Le rapporteur pour les transports estimait que le taux devait prendre en compte une prime de risque comme le faisait les investisseurs privés et préconisait un taux de 8 %. Le seul opposant à ces cessions, le Connétable du Béarn estimait quant à lui que le Royaume allait se priver de 40 milliards d’écus de dividendes d’ici à 2032, échéance des concessions.
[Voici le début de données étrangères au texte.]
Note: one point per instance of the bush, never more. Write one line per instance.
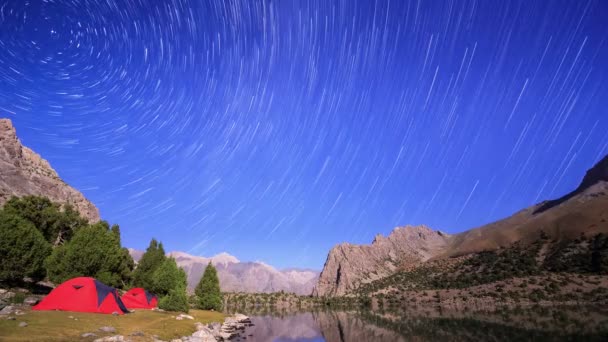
(176, 300)
(23, 249)
(94, 251)
(208, 290)
(168, 277)
(153, 258)
(55, 224)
Finalement, le prix fixé pour la vente s’établit à 15 milliards d’écus.

Plusieurs années après, alors que la dette avait continué à augmenter malgré les cessions d’actifs jusqu’à atteindre pratiquement 100 % du PIB du Royaume, le Grand Vizir (qui avait changé entre-temps) s’enquit des profits « exorbitants » des sociétés d’autoroutes et ce d’autant plus qu’il venait d’abandonner une taxe écologique suite à des manifestations de manants qui se faisaient appeler les « bonnets rouges ». Il était temps de faire payer ces sociétés privées qui versaient de trop généreux dividendes à leurs actionnaires et les faire enfin contribuer au redressement des finances de l’État. »

En effet, selon la ministre en charge du dossier, « lorsqu’une société d’autoroute fait payer 100 écus aux automobilistes, il y a 20 écus de trop qui sont empochés ». Dans un bel élan de démagogie, elle proposa même de rendre gratuites les autoroutes le week-end ! Les experts des transports firent remarquer que cela était une étrange façon d’optimiser l’exploitation du réseau car en rendant gratuites les autoroutes le dimanche on contribuait à augmenter la saturation du réseau et à augmenter le trafic et partant la pollution.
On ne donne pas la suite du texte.